Taupier à Boé (47550)
Intervention professionnelle ou piégeage autonome — Lot-et-Garonne
Le piège Putange est utilisé depuis 300 ans par les taupiers professionnels. Sur les sols alluvions de Lot-et-Garonne de la Lot-et-Garonne, son métal vieilli dans la terre locale neutralise les odeurs et affiche un taux de capture supérieur à 90%.
Calendrier taupinière — Boé
📅 La saison démarre vers fin février dans votre secteur.

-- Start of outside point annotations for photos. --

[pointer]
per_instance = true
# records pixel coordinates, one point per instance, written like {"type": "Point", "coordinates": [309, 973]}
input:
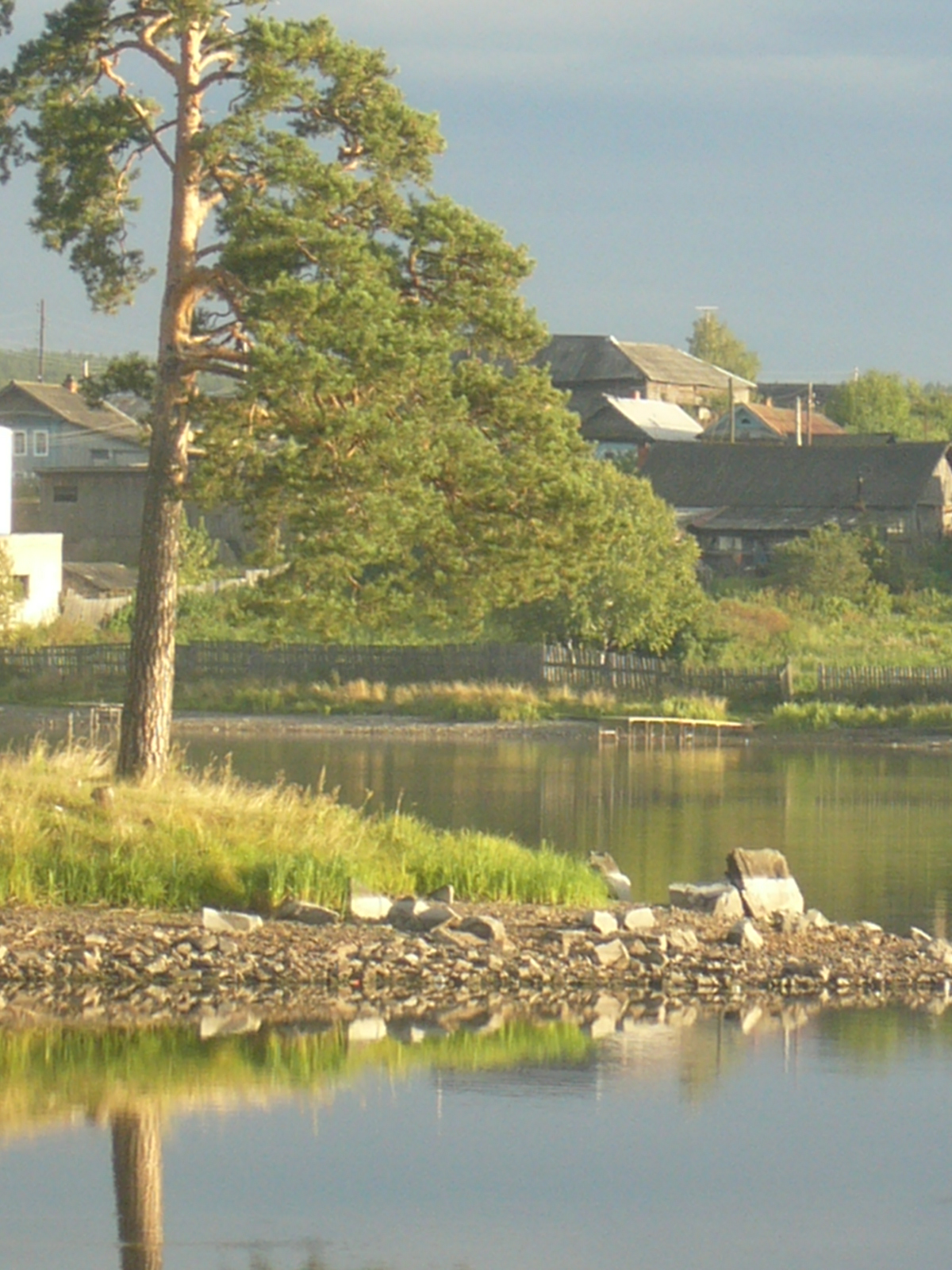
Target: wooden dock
{"type": "Point", "coordinates": [657, 730]}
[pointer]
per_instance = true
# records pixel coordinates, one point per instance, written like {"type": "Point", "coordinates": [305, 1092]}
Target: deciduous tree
{"type": "Point", "coordinates": [712, 341]}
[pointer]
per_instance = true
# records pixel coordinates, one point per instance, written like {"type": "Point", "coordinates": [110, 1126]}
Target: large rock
{"type": "Point", "coordinates": [600, 920]}
{"type": "Point", "coordinates": [484, 927]}
{"type": "Point", "coordinates": [719, 899]}
{"type": "Point", "coordinates": [419, 914]}
{"type": "Point", "coordinates": [765, 883]}
{"type": "Point", "coordinates": [224, 922]}
{"type": "Point", "coordinates": [619, 884]}
{"type": "Point", "coordinates": [640, 920]}
{"type": "Point", "coordinates": [612, 954]}
{"type": "Point", "coordinates": [367, 906]}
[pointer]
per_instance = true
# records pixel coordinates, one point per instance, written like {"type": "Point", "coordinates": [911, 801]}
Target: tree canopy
{"type": "Point", "coordinates": [879, 402]}
{"type": "Point", "coordinates": [712, 341]}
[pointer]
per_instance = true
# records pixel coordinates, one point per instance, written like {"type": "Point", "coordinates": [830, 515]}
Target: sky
{"type": "Point", "coordinates": [789, 162]}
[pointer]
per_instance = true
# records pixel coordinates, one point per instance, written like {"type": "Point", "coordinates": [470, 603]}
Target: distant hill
{"type": "Point", "coordinates": [22, 365]}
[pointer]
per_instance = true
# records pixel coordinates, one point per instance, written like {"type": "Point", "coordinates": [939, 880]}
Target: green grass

Sans gel significatif, l'activité taupinière ne s'interrompt jamais complètement dans ce secteur. Les sols alluvions de Lot-et-Garonne de ce secteur offrent des conditions de creusement propices, avec une densité de vers de terre suffisante pour maintenir une activité moyenne toute l'année. Le pic printanier peut démarrer dès fin février, parmi les plus précoces de France. L'activité est régulière dans ce secteur. Une surveillance hebdomadaire des taupinières en saison permet d'agir avant que les galeries ne s'étendent à l'ensemble du terrain.
Éliminer les taupes à Boé
La technique Putange est particulièrement adaptée à Lot-et-Garonne : le métal du piège est vieilli dans la terre locale avant livraison, neutralisant les odeurs humaines et métalliques détectables par les taupes à plusieurs mètres.
Le terrain à Boé
À Boé, je travaille sur un paradoxe : cette nappe à 130 centimètres crée une activité taupinière moyenne mais *prévisible*, presque rassurante. Les alluvions du Lot retiennent l'humidité comme un filtre naturel. Vous voyez ces prairies entrelacées aux grandes cultures ? Les taupes y creusent leurs galeries principales en mars-avril et septembre-octobre — jamais en été sec, jamais en hiver gelé. C'est l'inverse du bocage normand où elles travaillent toute l'année. Sur ce sol lotois, elles suivent la recharge hydrique. Le piège Putange y trouve son rythme idéal : deux poses annuelles, prévisibles, sans surprise saisonnière. L'erreur des taupiers non locaux ? Ils posent leurs pièges à profondeur fixe toute l'année. À Boé, il faut accompagner le cycle hydrique — comprendre que la taupe ne creuse que là où l'eau lui permet de le faire.
Diagnostic de pose — Boé
Le diagnostic à Boé demande de lire cette nappe phréatique comme une montre. Les taupes creusent entre 18 et 24 centimètres de profondeur en mars-avril quand les pluies rechargent ; elles descendent à 26-28 centimètres en automne quand l'humidité remonte par capillarité. L'erreur : poser le piège Putange à 22 centimètres fixes toute l'année. À Boé, c'est la variation saisonnière qui commande. Je recommande 20 centimètres en mars, 26 en octobre. Axe Nord-Sud sur les galeries principales — elles suivent les courbes de niveau des prairies. Timing : première pose dès fin février, deuxième mi-août. Cette précision saisonnière transforme l'activité moyenne en succès régulier.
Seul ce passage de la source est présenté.